Friday, 6 February 2015

An Addendum Re Existential Risk Arguments: A Comment and A Fresh Application at Cern with Hawking and de Grass Tyson at the Centre

Related to my latest blog post on the existential risk argument and Pascal's Wager , there's a nice comment by Karim Jebari over at his otherwise mostly Swedish blog - illustrating, with reference to Sven Ove Hansson, how there are certainly openings for taking such risks seriously without basing one's reasoning on the simplistic (alternatively trivial) existential risk argument, and that one may thus avoid exposing oneself to the wager analogy (in full at least). This at the cost of the conclusion being less obvious and straightforward, such as the typical existential risk argument advocates otherwise seem to like them to be. Since in the original post I referred to exactly that being done – however mostly outside the devoted existential risk argument advocacy circles – in bioethics, environmental ethics and research ethics for a rather long time already, and since I have myself developed a rather complicated theory to exactly that effect, I'm of course more than happy to welcome such solutions, although it remains unclear what the devoted existential risk argument advocates (to which I do not count Karim or Sven Ove) would say about such more developed approaches to the area.

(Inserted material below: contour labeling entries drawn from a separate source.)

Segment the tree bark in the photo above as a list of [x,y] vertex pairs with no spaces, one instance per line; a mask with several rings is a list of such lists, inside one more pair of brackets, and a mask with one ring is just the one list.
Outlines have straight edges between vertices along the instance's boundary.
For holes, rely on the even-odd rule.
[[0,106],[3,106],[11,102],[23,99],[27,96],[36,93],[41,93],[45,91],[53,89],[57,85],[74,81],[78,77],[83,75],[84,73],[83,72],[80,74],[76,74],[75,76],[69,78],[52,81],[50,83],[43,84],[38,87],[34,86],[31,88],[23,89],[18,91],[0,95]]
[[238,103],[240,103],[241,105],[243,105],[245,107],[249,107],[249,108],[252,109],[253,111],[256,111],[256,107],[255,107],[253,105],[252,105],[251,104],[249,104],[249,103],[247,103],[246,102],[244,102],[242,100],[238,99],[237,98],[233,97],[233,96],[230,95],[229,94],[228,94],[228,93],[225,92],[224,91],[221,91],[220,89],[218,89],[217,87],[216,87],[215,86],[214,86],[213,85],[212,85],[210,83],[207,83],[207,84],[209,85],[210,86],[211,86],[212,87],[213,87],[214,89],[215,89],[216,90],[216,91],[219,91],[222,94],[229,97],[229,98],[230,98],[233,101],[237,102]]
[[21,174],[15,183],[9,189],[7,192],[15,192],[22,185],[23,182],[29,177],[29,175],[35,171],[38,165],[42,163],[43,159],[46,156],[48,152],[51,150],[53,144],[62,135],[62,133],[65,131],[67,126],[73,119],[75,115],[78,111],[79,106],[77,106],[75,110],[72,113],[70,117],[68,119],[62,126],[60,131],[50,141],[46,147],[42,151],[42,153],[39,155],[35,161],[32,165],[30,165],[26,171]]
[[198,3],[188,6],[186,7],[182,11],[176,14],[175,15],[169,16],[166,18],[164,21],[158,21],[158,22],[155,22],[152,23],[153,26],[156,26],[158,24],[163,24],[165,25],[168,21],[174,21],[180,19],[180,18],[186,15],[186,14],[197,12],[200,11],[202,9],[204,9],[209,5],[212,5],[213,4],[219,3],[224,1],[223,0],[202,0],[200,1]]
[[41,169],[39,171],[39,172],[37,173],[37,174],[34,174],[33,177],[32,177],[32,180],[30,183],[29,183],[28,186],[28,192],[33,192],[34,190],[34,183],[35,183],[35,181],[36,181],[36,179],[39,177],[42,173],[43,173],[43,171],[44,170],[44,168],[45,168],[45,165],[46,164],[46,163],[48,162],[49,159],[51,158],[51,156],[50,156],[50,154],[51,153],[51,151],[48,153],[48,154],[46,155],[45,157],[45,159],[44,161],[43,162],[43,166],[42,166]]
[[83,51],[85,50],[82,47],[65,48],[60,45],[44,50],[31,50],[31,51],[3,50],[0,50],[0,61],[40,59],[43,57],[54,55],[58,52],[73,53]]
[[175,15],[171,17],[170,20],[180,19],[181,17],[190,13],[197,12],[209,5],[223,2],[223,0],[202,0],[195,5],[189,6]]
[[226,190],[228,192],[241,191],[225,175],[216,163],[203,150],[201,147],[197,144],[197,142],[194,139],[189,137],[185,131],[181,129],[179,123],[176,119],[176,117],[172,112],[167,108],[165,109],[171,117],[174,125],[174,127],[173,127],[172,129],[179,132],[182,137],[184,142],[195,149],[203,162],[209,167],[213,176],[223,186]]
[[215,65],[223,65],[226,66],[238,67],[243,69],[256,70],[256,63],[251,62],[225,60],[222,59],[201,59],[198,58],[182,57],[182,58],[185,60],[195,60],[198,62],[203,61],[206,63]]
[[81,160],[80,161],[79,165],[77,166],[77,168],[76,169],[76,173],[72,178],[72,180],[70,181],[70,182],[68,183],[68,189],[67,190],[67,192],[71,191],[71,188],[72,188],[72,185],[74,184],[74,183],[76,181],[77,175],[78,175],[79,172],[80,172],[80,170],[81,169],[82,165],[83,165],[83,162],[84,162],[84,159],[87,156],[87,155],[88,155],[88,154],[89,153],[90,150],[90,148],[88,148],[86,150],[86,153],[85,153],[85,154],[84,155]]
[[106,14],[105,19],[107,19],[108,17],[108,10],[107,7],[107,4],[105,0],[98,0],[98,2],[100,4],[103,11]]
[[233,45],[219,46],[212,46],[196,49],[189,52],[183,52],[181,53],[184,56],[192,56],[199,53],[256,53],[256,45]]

I'm even less certain if I should count cosmologist Stephen Hawking and astrophysicist Neil de Grass Tyson among the lot who embrace such willingness to nuance and complication. This due to their recent airings of Star Gate- and Armageddon-related worries due to the coming CERN reopening of the Large Hadron Collider (LHC) to perform an experiment to simulate – some say "recreate" – Big Bang.

Read it all here, and judge for yourself.

On a personal note, I do have to confess that, as I'm happy to have just been invited to talk about the existential risk matter at the Swedish Institute for Future Studies in April, and the experiments at CERN are scheduled to start in March, I rather hope they're wrong.